You might also consider purchasing a hot spot so you have a backup if the internet is sucky or unreliable. One more tip: it’s wise to scout out nearby shops or cafes that offer free wifi, in case you’re really stuck.

Pack the right stuff

You’ll want to bring everything you need but remember that less is more when you have to carry stuff from one country to another. Some of the basics you’ll want to bring to be a productive worker:

  • smartphone
  • lightweight laptop
  • wireless mouse
  • international adapter
  • extension cord
  • e-reader
  • headphones (with attached mic)

In addition to these basics you may also want to consider a USB key, chargers and extra batteries for your devices, pens & paper, and any other tools or gadgets you need to get your work done.
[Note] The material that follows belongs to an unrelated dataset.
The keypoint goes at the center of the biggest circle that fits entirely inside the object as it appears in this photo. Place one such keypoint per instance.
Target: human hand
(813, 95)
Get travel health insurance

Imagine this: you’re in a foreign country and you’re injured in an accident. You find yourself in a hospital and before you know it your hospital bills are in the tens of thousands. Travel health insurance will ensure that you don’t end up a situation where you have to pay that bill out of pocket or be indebted for years to come.

If you’re an employee you may already have travel health insurance through your benefits. Check with the Human Resources department and identify if you have it. You also need to familiarize yourself with the terms and conditions of your policy. Travel insurance policies typically prescribe a maximum limit of days you can be insured while out of the country. If you’re travelling for longer than the prescribed period, you’ll need to pay a top up to ensure you’re covered the entire time you’re travelling. You can purchase travel insurance through an insurance broker, a travel agent, your employer’s insurance provider, or perhaps even your credit card company. The important thing is to make sure you have it before you go!

While You Travel

Pay attention to cyber security

Be wary of public wifi connections

More and more shops and cafes offer free wifi but it’s important to remember that such connections tend to be highly unsecure networks that are accessible to everyone. Information that you send through these networks can more easily be intercepted, so it’s important not to transmit secure or private information through these wifi connections.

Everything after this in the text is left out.